Segue una sorta di interludio, una composizione più lieve, No One’s Footsteps Deep in the Beat of a Butterfly’s Wings, di breve durata, che rinfresca e rischiara l’aria con dei semplici e splendidi arpeggi ritmati di banjo, ancora una volta pregni di molte umane tradizioni senza tuttavia ricordarne alcuna, su cui giacciono note sparse dai timbri più disparati. Ancora una volta, tre musicisti ne ricordano nove.

Tiny Dewdrop Explosions Crackling Delightfully apre la seconda parte del disco, con un’aria lugubre che permane in modi musicali ombrosi, ancora droneggianti, a tratti tendenti al soffio, e pare di vivere dentro a uno di quei primi film in stop-motion di Lotte Reiniger, come “Le Avventure del Principe Achmed”. La sensazione di trovarsi avvolti da teli di seta arabi sotto a baldacchini di feltro regali e avulsi dalla mondanità di cui stiamo ostaggio è molto ingombrante, e con essa l’impressione che il trio si sia davvero abbandonato all’estasi più totalizzante, in un atto di puro oblio. L’harmonium, i balafon, la ghironda e i tamburi costruiscono un lungo crescendo sempre più struggente, che si disfa strada facendo; gli elementi accelerano disallineandosi, poi si riallineano in un tempo tutto loro, non identificabile coi numeri. Il finale, che non ha bisogno di ricorrere a una blasonata dissolvenza, riesce comunque a dare l’impressione che il brano continui per conto suo, e che siamo noi a essere allontanati. Un altro intermezzo, Hope in an All-Sufficient Space of Calm, distende per l’ultima volta l’orecchio, lasciando spazio per raccogliersi in un breve stato di silenzio. Un momento assolutamente necessario.

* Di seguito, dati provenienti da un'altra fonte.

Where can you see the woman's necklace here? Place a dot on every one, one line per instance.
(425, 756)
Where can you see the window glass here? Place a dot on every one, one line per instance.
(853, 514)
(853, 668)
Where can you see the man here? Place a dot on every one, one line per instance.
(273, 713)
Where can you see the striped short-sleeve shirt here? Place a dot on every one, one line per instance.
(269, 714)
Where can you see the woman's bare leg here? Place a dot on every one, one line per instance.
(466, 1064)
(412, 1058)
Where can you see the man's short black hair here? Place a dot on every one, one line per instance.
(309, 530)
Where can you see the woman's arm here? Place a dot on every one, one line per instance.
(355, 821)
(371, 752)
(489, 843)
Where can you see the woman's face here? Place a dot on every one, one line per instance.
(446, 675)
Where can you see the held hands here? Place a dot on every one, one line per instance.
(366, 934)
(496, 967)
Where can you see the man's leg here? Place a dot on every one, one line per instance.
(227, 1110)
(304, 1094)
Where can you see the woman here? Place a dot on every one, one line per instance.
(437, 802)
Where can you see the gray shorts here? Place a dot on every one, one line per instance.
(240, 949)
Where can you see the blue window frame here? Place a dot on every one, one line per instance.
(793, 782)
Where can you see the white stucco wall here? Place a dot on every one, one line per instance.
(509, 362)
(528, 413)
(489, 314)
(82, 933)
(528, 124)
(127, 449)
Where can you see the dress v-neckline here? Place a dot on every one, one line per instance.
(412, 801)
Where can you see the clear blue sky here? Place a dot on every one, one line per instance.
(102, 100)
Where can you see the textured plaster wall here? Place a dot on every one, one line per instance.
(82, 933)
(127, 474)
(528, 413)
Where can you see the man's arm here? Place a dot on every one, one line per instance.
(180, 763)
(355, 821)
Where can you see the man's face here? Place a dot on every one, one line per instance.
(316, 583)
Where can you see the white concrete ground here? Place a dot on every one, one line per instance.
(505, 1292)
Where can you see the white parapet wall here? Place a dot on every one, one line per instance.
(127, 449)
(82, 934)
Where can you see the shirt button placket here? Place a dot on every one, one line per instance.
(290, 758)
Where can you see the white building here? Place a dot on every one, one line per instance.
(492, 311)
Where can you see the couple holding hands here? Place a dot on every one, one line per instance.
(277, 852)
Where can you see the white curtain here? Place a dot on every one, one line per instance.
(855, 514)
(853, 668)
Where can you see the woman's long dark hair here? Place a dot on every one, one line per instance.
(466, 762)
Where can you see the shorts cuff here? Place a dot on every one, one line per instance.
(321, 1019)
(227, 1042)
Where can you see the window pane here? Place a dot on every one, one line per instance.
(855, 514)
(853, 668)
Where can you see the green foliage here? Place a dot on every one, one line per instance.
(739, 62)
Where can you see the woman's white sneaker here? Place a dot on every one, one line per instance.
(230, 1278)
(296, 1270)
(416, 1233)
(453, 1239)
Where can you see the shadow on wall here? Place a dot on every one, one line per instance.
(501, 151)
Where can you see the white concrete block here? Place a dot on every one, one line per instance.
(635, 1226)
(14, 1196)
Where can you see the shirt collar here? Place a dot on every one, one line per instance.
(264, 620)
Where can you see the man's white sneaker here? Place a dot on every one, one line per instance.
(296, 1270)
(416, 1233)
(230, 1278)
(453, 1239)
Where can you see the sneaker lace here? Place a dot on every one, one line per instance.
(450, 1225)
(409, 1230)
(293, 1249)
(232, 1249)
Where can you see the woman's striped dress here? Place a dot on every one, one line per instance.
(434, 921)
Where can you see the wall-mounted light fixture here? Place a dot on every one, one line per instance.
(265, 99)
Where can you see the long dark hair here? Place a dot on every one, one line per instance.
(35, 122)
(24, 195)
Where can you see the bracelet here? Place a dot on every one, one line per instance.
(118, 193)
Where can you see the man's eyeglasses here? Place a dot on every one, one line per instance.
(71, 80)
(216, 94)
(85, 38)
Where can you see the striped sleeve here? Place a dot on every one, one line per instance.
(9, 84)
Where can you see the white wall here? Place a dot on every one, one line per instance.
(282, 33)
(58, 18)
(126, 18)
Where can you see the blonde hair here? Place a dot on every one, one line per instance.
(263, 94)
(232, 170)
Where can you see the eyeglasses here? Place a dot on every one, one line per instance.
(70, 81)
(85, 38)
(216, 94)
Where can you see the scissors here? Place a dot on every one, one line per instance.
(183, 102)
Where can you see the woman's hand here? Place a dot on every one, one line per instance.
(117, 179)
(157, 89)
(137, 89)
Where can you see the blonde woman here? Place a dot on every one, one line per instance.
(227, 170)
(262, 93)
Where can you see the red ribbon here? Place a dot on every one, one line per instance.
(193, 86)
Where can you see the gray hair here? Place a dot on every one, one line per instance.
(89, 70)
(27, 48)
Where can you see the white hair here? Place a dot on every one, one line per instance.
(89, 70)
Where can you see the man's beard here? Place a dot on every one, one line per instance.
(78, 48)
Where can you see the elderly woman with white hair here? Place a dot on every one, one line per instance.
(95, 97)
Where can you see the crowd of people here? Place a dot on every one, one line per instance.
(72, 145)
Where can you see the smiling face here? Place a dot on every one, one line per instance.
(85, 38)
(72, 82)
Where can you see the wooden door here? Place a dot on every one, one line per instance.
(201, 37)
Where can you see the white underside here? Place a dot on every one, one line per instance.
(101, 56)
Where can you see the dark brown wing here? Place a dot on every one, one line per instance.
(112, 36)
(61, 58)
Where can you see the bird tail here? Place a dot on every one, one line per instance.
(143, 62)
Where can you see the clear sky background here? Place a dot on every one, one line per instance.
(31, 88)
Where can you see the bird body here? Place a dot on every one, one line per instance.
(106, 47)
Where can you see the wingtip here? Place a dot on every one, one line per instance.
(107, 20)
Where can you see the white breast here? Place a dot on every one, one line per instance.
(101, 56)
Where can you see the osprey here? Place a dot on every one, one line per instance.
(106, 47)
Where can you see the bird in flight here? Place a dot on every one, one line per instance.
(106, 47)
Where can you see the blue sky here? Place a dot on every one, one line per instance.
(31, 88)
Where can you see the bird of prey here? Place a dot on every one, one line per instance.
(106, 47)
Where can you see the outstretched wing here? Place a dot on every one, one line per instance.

Poco dopo è infatti il turno di The Hangman’s Shadow Fifteen Years On, al contempo il nadir e la vetta (in termini di dinamica, sia ben chiaro) di questo nuovo brillante lavoro. Una lunga suite in tre momenti, di ben 18 minuti. Un brano che riassume e porta alle estreme conseguenze tutti gli approcci già visti in precedenza. Riecco il canto pastorale di Samo, cui fa eco un piccolo flauto molto dissonante, che prefigura l’ultimo dei crescendo. Piatti, pelli e schiocchi di legno si avvicinano e si fanno sempre più minacciosi, inevitabili, ci fanno sentire in trappola, accelerano e picchiano quel troppo in più che basta a farli fuoriuscire dai confini del mezzo che li contiene e, come i migliori Pharoah e Sun Ra, ci intrappolano in un labirinto di ferraglie, bastoni, massi oceanici e mazze neolitiche. L’ultimo, lungo movimento si sposta dai tintinnii di piccoli suoni, ciotoline d’alluminio, pezzi di ferro, legnetti, una voce stridula che sembra più un pigolio che un canto, ai ruggiti del basso e al melodiare stanco degli archi, come nell’ultimo atto di Medea che si congeda dalla Colchide verso Atene.

L’album si conclude con un epilogo più speranzoso, nonché primo singolo uscito precedentemente, For You, This Eve, the Wolves Will Be Enchantingly Forsaken, che funge da galoppante via di fuga lontano dai nostri occhi. Il gruppo ci lascia così, dopo un’ora più che abbondante di meditazioni ed espiazioni, a smaltire in silenzio un lavoro imponente e profondo, come un serpente gonfio dei resti di una carcassa, ancorato a terra dalla gravità del suo pasto.

Ci troviamo davanti a un disco che fuoriesce dal mondo delle cose, dove gli strumenti non sono che segni e simboli di una prefigurazione ulteriore, di un qualcosa che verrà, e questo proprio in un contesto storico dove tutto e tutti tentano di accalappiarci sempre e dovunque, per prendersi chi un occhio, chi un orecchio, chi una mano. È importante invece andarsene da questo mondo, rinnegare il padre e la madre, perdersi altrove nella pura salmodia, in quei labirinti della mente che il trio Širom abita stabilmente da anni. Questo, almeno, è lo spirito del nostro tempo.